BuyersUncategorized July 15, 2013

Buyers: Don’t want to “show your cards” at an open house? Think again.

Buyers: If you are going to worry about “showing your cards” be sure you at least don’t show jokers.

I often hear Buyers worrying about showing too much interest at an open house. The rationale is generally that they don’t want to compromise their position in the event they make an offer. That is, they don’t want to seem like they want it “too badly,” because that puts them in a vulnerable spot. That is potentially relevant in a Buyer’s market. And,  even in a Seller’s market, a potential Buyer should not walk through the property verbalizing how much over the asking price they are willing to pay, but…remember that you are being watched!

Anything you say can and will be used against you in a court of multiple offers.
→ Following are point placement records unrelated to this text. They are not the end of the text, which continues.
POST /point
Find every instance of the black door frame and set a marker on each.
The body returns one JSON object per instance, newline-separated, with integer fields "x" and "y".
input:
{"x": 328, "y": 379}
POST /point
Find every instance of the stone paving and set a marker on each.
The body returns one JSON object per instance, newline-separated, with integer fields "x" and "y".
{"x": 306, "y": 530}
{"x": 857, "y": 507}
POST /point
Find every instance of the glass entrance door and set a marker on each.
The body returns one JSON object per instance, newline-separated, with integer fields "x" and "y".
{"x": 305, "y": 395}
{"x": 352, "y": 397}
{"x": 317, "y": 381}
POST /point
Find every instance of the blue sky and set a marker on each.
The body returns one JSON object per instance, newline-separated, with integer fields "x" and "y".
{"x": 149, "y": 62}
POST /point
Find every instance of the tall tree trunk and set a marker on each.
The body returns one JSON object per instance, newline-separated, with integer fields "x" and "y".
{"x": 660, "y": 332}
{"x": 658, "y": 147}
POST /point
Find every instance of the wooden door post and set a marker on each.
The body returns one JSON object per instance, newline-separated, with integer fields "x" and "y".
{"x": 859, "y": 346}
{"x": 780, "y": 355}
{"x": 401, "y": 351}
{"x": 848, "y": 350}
Have you thought through, for instance, what happens when a Seller can’t decide which of several multiple offers to choose? Often times that Seller asks her agent something like “Well, did you meet any of them? What did you think?” In a recent case, my client began the narrowing of four pretty similar offers by eliminating the hopeful Buyer who asked me – after I told him that we had an offer and a couple more coming in – whether I thought my client would take less than the asking price. I’m sure to this person it seemed like something he just had to ask; “couldn’t hurt” he probably thought. Maybe someone at “his table” (one of his advisors; a self-appointed negotiator, perhaps) told him he should always ask that. Think again. My client chose to work with someone he determined was better rooted in reality.

So…don’t be afraid to acknowledge that you like a property. After all, you may be making an offer to purchase it; an act that is a pretty significant “show” of your cards. If you act excited and then don’t offer…well, that doesn’t harm you, and you’ve had a brief but fun time dreaming about the place. If you have reservations about the place, but are going to make an offer anyway…share those with your agent, and investigate during your diligence period (inspection, re-sale certificate review, etc.).